The New England Patriots find themselves in disarray leading into Sunday night’s nationally televised home game against the Cincinnati Bengals, facing not only the obvious questions about their play on the field, and about whether future Hall of Fame quarterback Tom Brady is essentially washed up, but the Patriots face questions about coaching decisions as well.
In the one of the strangest decisions, possibly in the entire 15-year tenure of New England Head Coach Bill Belichick, going into last Monday night’s game in Kansas City, the Patriots put only three wide receivers on the active list, going instead with five running backs.
It looked like the Patriots were geared up to play some old-school, smashmouth football against the Chiefs, attempting to run the Kansas City defense into the ground. Right?
Wrong. Despite the artificially depleted receiving corps, New England ran the ball on a mere 16 plays all game. The result, as every Patriot fan knows and all are doing their best to forget, was the worst Patriots loss since 2003 — a 41-14 drubbing.

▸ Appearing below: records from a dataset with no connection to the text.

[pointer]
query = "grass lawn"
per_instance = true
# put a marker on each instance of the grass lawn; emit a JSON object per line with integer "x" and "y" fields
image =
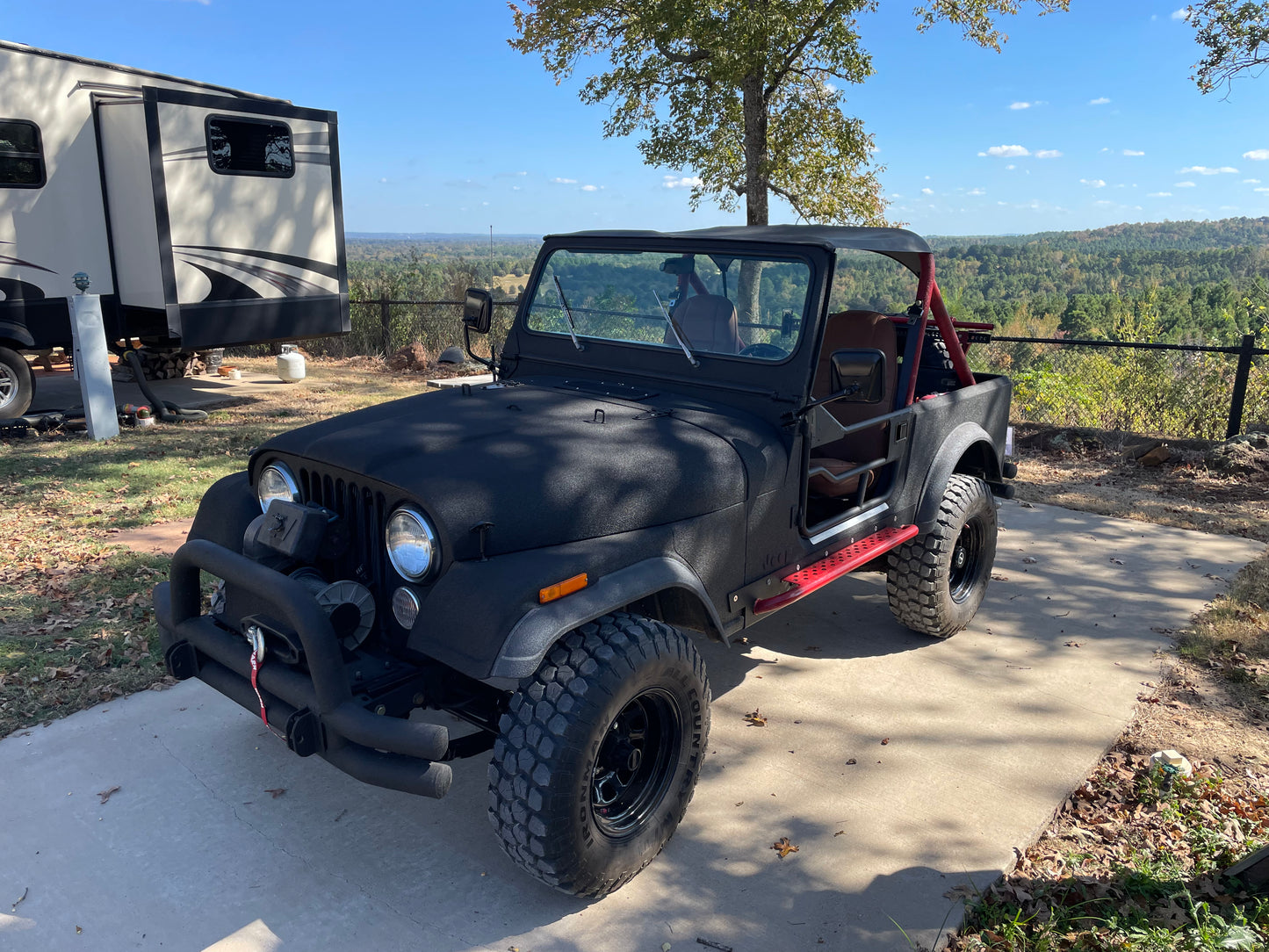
{"x": 75, "y": 618}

The one benching that caused the most head scratching among Patriots observers was second-year wide receiver Aaron Dobson, who in 2013 posted a respectable rookie season, appearing in 12 games and rolling up 519 receiving yards with four touchdowns.
But by benching Dobson for the Chiefs game, Belichick kept his 23-year-old, 2013 second-round draft pick out of action for the second week in a row. Given the Patriots’ seemingly desperate need to provide Brady with additional receiver options, benching Dobson seemed to make no sense.
Rumors quickly started to circulate that Dobson was benched for disciplinary reasons after “mouthing off” to offensive coordinator Josh McDaniels. Belichick let the rumor float in the always-febrile Boston media for several days, before tersely stating that Dobson’s benching was for “football reasons,” and had nothing to do with discipline.
Dobson also denied the rumor on Friday, saying, “It was just a rumor. I had no reason to feel awkward in any way with my coaches or anything,” adding that he and McDaniels “have a really great relationship, to tell you the truth.”
So what were the “football reasons” for Dobson’s mysterious absence? A clue may have come in a statement by Tom Brady after the Chiefs’ game in which he appeared, without naming names, to question the football ability of his teammates.
“We don’t have the kind of offense that’s going to perform at a high level,” Brady said in an interview of Boston sports radio station WEEI. “It all ties together. If we’re not playing well, we’re not going to have good stats. There is no magic play, there’s no magic scheme.”
Respected Patriots beat reporter Mike Reiss said on ESPN.com that Dobson’s benching was likely the result of “struggling to get open in practice.”
“Don’t do well in practice, hard to have confidence to put the player in a game,” Reiss explained.
So has Tom Brady simply lost all faith in Aaron Dobson, due to alleged poor performance in Patriots’ practice? If so, Brady himself could have provided the motivation for Belichick to leave Dobson on the bench.
In written statement issued after his terse exchange with the media, Belichick — or whichever New England media relations rep wrote the press release for him — went into greater detail, saying that Dobson “has always been respectful to me and to the rest of the coaching staff. He has never once been argumentative or confrontational,” and condemning rumors of the “loud disagreement” with McDaniels as “completely false.”
If indeed Aaron Dobson is in uniform for the Patriots Sunday night game in New England — and if so, how often Tom Brady gets him the ball — it should go a long way to clearing up the mystery of Dobson’s benching.